When Soma offered to send me a Smoothie roadbike for review earlier this spring, we discussed specs and I asked them to include a green Cardiff Cornwall saddle. I was curious whether this saddle would be suitable for a more aggressive roadbike set-up, and I also wanted to see how it compared to the VO version I'd tried earlier. Overall, the Cardiff Cornwall looks very similar to the VO Model 3, except for the colour choices. Also, the Cardiff has a smooth surface, whereas VO's is pebbled. There might be other subtle differences in design, but I have not noticed them.
As far as the quality, look and feel of the leather, my impressions are the same as with the VO: cardboard-like to the touch, with a general sense that the materials - including the leather, the rivets and the rails - are not as high-end as what Brooks uses. Additionally, the green dye on the Cardiff has begun to rub off after some use. Good thing I wear black cycling shorts.

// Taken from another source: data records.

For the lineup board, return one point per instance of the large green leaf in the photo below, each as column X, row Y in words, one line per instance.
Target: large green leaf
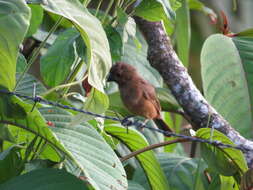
column 28, row 84
column 56, row 64
column 138, row 58
column 98, row 51
column 182, row 172
column 93, row 155
column 225, row 161
column 228, row 79
column 45, row 179
column 14, row 20
column 134, row 141
column 33, row 124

All things considered, my impression is that yes there is a difference in the quality of materials used in the Velo Orange and Cardiff saddles versus the equivalent Brooks models. However, the real consideration for me is how a saddle feels in action. While I have good luck with Brooks saddles on upright bikes, for some reason I have bad luck with them on roadbikes. On the other hand, the Velo Orange and Cardiff saddles work surprisingly well for me in that context. This, combined with the reasonable pricing, make them attractive alternatives to the other leather saddles out there. If you are having trouble with the fit of other saddles, these are certainly worth experimenting with. It is good to have options at different price points.